Eco-catastrophe, Apocalypse, a matricidal teen prophet and psycho-babble galore: a rapturous read

It’s rare for me these days to be gripped so completely by a book that I can’t put it down.  I’ve just finished Liz Jensen’s The Rapture.

It is simply, chillingly brilliant.

Set in the near future, Jensen draws you right inside the head of her main protagonist, Gabrielle Fox, carefully weaving the breathy pace of a thriller with the considered reflections of a psychological drama. She baffled this layman convincingly with her climate science and caused me to reflect on my faith in this age of disaster chaos and economic uncertainty. More importantly, she eschews the typically shallow exploration of character that you find in most thrillers and instead delves deep into the psyche of each of her main characters.
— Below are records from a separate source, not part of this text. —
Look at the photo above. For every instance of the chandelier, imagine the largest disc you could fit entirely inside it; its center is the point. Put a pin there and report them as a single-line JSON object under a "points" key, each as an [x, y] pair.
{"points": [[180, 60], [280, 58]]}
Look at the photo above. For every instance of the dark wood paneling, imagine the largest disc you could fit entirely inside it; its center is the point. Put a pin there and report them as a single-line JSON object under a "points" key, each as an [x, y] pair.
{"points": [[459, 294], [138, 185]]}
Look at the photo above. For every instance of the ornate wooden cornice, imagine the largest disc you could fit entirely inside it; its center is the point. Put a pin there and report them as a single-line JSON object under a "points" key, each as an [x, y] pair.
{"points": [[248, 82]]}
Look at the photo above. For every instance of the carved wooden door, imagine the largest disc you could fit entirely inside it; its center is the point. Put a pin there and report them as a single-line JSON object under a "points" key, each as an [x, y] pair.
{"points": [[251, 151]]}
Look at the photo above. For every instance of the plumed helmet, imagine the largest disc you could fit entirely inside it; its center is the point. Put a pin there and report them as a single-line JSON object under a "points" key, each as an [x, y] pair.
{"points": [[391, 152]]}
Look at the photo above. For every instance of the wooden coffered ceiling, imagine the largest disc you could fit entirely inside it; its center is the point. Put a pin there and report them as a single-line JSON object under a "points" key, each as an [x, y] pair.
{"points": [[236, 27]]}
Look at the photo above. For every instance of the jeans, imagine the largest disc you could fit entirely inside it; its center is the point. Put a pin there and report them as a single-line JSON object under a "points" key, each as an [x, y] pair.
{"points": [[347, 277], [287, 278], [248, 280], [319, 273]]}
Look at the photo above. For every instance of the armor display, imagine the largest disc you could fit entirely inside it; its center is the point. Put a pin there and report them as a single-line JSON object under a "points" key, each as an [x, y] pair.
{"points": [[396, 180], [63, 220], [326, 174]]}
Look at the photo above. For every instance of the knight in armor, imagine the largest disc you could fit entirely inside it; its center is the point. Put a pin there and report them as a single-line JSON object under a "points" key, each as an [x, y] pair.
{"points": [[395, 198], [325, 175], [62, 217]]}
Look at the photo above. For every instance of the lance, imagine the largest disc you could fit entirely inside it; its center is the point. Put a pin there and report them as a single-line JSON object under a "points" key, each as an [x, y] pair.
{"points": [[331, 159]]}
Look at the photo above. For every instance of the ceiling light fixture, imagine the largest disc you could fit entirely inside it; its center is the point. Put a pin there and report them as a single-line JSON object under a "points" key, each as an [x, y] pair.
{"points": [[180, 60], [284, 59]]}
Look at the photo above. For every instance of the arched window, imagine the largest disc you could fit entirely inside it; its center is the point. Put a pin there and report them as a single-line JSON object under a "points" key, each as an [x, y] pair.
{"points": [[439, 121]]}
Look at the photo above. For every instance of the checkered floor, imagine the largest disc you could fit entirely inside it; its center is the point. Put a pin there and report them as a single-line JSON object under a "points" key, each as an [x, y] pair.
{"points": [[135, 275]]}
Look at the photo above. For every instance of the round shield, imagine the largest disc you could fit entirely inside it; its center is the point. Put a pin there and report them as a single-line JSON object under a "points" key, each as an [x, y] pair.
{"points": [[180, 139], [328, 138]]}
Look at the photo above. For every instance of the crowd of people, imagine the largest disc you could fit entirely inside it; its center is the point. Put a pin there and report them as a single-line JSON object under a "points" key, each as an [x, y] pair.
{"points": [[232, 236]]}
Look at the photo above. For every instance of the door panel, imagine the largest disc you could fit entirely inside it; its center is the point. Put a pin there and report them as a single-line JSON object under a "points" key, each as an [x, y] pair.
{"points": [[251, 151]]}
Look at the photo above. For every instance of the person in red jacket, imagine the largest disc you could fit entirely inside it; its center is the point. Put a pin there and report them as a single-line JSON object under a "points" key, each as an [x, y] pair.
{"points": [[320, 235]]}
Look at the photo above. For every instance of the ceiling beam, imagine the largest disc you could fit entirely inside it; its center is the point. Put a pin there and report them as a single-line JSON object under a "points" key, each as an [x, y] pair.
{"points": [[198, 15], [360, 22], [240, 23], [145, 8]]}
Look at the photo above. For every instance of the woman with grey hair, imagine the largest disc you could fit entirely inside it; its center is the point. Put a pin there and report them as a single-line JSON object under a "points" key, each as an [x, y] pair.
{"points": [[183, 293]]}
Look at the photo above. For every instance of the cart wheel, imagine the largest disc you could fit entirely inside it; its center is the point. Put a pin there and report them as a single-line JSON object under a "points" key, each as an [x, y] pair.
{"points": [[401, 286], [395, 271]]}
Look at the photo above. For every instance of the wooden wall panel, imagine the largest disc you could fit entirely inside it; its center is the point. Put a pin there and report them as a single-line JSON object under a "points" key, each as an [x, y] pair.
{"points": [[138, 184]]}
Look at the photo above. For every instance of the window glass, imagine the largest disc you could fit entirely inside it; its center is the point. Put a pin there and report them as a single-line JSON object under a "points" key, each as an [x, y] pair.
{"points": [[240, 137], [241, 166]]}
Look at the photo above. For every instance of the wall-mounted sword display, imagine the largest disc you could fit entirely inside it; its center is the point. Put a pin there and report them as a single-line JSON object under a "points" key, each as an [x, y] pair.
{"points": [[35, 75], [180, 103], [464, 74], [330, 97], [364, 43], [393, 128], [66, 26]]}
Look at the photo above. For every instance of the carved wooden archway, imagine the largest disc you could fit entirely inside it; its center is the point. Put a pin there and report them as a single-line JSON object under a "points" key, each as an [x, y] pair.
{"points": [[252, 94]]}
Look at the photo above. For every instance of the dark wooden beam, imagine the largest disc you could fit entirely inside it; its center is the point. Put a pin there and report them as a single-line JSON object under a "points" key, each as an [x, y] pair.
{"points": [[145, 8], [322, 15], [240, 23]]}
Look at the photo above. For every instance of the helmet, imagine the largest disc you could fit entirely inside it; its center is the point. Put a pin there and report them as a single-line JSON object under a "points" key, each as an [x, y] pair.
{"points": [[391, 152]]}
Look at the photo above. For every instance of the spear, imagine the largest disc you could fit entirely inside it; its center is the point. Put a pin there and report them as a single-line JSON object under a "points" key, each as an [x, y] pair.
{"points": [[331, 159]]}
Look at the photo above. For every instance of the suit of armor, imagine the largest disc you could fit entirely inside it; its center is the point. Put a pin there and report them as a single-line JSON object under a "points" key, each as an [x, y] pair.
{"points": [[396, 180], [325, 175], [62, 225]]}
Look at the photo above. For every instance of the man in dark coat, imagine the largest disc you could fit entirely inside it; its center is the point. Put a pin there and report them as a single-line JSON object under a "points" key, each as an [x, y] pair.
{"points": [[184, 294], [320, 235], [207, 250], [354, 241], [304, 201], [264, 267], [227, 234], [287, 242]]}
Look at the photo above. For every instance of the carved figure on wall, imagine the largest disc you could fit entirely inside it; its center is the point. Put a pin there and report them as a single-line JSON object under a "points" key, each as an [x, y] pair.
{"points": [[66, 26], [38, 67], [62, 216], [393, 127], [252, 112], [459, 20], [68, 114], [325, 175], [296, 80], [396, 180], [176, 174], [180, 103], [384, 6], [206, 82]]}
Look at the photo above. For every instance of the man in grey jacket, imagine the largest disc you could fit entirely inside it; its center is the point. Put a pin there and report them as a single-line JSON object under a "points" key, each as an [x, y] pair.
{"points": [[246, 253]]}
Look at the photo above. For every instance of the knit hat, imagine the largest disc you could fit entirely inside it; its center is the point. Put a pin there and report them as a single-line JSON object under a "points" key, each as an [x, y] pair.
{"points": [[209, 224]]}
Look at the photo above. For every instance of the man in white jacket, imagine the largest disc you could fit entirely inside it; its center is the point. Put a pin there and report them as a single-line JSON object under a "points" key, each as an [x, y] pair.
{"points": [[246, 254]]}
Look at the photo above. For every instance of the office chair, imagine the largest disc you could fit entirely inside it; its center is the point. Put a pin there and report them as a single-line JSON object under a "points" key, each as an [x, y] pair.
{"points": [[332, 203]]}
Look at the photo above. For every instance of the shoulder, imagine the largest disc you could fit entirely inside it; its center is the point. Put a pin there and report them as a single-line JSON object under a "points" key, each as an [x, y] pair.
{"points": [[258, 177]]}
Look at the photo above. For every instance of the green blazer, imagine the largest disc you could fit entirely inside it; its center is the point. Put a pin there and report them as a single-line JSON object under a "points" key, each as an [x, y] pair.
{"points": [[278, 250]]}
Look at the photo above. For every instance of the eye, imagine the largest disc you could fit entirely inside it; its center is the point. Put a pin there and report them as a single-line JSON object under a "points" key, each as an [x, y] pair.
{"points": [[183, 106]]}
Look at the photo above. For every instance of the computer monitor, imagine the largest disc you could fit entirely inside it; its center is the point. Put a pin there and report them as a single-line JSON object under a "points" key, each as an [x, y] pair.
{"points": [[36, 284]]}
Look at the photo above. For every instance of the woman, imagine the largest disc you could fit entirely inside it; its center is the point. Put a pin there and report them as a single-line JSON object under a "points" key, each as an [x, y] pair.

To exquisite effect she toys with your recollection of recent events, mixing up recent landmark events, imprinted by a thousand television reports, with fictional facsimiles. It is a confident trick for a first novel and one that has you wondering if you’ve managed to miss a significant news story at some point that really should have fixed itself in the memory. To sustain the intense descriptions of oppressive weather, constrained phsyical circumstance and the unhinged lunacy of Fox’s teen patient until the last pages is a real achievement.

If you are ready for some brutal characterisation, a different sort of heroine, some occasionally lurid story-telling and are confident enough in your faith – if you have any – to read a convincing and ferocious challenge to its presumptions, then I commend this as a very exciting read.

If you don’t mind a spoiler or two, there are some worthwhile reviews in The Guardian (Irvine Welsh), The Telegraph (Helen Brown) and The Independent (Marianne Brace).